#MoNM Day 5: Elliott Smith’s From a Basement on the Hill

Even having never listened to it before, there’s something comfortably familiar about From a Basement on the Hill. As an Elliott Smith album, it fits. The melodies have the same minor-key melancholy that he perfected a decade before this album was released. The arrangements, while on the whole more restrained than XO or Figure 8, are still fully realized and brimming with small surprises. The lyrics still mix self-deprecation and bitterness with occasional hints of playfulness.

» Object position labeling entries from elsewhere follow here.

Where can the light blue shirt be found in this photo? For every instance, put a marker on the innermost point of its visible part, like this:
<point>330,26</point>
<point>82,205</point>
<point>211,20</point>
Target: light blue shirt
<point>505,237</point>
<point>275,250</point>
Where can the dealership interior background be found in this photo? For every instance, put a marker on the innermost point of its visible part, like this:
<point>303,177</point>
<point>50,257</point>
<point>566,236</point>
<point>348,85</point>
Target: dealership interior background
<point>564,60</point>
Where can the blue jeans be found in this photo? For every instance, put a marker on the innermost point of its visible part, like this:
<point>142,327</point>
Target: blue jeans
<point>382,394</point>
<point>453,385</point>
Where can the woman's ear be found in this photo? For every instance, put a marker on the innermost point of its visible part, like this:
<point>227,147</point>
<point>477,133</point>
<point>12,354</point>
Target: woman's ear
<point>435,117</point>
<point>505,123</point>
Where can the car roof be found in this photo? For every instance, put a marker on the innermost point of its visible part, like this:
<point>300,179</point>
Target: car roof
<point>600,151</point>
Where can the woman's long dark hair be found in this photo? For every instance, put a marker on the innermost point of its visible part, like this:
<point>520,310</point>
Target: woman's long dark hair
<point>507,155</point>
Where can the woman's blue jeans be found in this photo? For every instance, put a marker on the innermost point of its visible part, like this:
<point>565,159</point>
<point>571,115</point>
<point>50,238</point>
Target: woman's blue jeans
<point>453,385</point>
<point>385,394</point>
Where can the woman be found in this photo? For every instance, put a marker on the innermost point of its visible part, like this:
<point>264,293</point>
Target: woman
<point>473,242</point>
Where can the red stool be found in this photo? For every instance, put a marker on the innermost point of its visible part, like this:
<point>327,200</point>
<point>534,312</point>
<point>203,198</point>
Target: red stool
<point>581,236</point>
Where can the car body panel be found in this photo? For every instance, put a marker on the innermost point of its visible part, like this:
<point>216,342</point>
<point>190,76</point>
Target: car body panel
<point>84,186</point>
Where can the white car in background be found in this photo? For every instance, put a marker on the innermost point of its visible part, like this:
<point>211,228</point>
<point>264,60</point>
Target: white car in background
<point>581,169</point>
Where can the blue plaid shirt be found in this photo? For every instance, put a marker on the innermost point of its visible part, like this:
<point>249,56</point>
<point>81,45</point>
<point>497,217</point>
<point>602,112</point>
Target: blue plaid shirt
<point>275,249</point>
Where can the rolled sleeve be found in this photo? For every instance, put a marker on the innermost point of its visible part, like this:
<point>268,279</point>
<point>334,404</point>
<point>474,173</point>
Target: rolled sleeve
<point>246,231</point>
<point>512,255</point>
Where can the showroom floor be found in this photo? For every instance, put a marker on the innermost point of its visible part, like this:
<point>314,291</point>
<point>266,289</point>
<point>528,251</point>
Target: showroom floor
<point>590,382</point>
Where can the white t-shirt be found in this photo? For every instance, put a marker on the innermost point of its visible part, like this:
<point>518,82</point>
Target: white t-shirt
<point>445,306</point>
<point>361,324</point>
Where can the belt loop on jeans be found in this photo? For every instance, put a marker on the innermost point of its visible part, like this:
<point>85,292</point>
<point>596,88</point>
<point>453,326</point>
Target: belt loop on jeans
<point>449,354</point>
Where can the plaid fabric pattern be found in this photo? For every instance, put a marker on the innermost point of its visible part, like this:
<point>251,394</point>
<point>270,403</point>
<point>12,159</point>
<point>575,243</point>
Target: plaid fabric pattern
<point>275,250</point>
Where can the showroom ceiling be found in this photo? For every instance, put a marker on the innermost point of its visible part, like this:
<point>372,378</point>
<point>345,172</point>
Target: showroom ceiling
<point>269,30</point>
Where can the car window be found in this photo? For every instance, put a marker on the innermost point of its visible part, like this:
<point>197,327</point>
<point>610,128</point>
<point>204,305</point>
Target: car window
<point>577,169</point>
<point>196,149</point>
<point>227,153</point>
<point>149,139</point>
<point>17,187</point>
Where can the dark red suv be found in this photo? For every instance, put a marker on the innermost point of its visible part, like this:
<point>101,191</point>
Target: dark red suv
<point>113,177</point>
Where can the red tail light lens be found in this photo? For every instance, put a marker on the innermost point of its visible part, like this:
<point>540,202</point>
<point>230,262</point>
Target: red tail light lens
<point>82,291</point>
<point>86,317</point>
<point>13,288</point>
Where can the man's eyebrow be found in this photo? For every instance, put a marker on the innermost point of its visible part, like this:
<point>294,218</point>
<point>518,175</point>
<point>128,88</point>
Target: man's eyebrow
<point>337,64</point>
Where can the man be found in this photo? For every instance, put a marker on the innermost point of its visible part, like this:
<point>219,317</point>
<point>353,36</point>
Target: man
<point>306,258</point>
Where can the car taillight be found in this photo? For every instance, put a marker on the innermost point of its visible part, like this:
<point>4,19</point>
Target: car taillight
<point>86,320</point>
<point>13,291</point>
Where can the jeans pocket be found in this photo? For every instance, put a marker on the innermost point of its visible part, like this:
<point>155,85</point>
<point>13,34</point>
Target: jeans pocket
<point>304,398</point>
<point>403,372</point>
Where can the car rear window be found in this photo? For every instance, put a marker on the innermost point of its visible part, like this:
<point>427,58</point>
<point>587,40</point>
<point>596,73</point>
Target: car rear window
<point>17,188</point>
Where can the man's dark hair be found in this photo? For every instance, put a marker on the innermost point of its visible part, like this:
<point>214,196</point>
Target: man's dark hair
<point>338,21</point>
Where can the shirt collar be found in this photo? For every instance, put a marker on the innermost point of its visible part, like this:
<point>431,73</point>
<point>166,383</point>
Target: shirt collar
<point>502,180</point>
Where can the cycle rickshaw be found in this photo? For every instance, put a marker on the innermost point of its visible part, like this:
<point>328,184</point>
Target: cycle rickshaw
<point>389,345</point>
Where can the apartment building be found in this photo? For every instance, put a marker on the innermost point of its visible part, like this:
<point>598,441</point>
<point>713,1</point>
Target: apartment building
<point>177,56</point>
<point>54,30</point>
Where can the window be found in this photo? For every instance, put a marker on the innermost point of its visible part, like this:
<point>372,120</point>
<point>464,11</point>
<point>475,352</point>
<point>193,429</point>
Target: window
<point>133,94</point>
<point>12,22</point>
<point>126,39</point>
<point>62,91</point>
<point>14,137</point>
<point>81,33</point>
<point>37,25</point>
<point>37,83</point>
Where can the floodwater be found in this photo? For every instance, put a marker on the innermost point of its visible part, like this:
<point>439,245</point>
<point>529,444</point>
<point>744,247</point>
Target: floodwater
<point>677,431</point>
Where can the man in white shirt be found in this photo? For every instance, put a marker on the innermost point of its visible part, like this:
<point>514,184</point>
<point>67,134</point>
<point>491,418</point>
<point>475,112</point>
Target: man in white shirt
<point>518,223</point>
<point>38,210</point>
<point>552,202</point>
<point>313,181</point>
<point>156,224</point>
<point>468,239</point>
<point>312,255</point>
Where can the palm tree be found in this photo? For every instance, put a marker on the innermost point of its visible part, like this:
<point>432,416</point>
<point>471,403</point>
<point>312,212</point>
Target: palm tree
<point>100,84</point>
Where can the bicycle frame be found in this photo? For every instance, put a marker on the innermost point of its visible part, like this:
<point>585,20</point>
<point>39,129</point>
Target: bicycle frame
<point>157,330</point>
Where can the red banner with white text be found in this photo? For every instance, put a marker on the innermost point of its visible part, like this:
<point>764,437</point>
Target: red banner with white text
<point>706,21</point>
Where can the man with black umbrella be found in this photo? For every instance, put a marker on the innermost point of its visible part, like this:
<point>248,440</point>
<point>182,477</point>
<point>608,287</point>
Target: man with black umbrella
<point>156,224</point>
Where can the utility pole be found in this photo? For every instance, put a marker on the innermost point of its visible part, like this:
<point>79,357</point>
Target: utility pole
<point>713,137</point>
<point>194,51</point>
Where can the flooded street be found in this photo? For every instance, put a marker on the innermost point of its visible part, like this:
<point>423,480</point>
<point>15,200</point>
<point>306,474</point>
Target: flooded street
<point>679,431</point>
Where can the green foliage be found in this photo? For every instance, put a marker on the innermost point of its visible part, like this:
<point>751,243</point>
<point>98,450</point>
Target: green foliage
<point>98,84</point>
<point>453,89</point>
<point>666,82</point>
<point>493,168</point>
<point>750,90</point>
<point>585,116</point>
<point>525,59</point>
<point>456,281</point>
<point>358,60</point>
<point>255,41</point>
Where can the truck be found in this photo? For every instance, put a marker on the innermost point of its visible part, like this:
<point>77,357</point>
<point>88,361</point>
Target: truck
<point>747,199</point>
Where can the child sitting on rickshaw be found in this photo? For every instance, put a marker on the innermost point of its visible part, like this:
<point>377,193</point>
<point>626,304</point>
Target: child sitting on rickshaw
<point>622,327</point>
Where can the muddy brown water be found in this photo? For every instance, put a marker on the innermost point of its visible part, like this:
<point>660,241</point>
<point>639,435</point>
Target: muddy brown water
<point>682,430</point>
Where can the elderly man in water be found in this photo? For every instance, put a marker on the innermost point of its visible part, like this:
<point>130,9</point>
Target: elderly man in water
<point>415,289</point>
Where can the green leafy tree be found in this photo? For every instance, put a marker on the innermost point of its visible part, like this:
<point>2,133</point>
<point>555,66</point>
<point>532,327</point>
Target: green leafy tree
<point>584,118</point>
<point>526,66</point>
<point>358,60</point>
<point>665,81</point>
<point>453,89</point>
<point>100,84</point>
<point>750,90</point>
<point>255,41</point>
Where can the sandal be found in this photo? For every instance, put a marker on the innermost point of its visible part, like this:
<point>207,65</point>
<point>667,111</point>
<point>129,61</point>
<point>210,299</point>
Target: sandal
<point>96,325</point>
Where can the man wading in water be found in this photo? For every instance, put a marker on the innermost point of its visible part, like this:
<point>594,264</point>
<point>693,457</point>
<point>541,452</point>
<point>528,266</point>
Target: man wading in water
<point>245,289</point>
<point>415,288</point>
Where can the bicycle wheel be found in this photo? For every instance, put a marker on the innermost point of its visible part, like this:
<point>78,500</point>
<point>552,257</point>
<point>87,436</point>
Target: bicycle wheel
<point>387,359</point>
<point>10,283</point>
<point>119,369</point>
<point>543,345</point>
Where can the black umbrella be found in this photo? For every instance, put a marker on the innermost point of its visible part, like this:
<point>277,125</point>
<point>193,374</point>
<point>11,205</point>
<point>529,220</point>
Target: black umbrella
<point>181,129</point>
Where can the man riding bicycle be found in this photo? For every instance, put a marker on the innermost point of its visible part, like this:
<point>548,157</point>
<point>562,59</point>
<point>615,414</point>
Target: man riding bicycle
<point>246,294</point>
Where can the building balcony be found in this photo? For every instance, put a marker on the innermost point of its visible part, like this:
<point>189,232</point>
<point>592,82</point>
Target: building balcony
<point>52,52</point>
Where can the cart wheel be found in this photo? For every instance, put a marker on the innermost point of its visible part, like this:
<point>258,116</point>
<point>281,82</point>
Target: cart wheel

And, six years after its release, it’s also (relatively) easy to listen to the album without analyzing every element in terms of Smith’s suicide. Some lines still do jump out, naturally – “Give me one good reason not to do it” on “Kings Crossing” in particular lends itself to that interpretation. But, for me, at least, From a Basement doesn’t sound like a “death” record. It doesn’t even sound particularly unfinished. It sounds like what it is – the next Elliott Smith album, a slightly more raw take on the major label sound of his previous two albums – and it’s far too immediate of a record to be written off as just an artifact. At first blush, I’m not sure it lives up to its predecessors; it doesn’t have the urgency of the first couple albums or the meticulousness of the last two. Then again, those are high standards to hold any album to.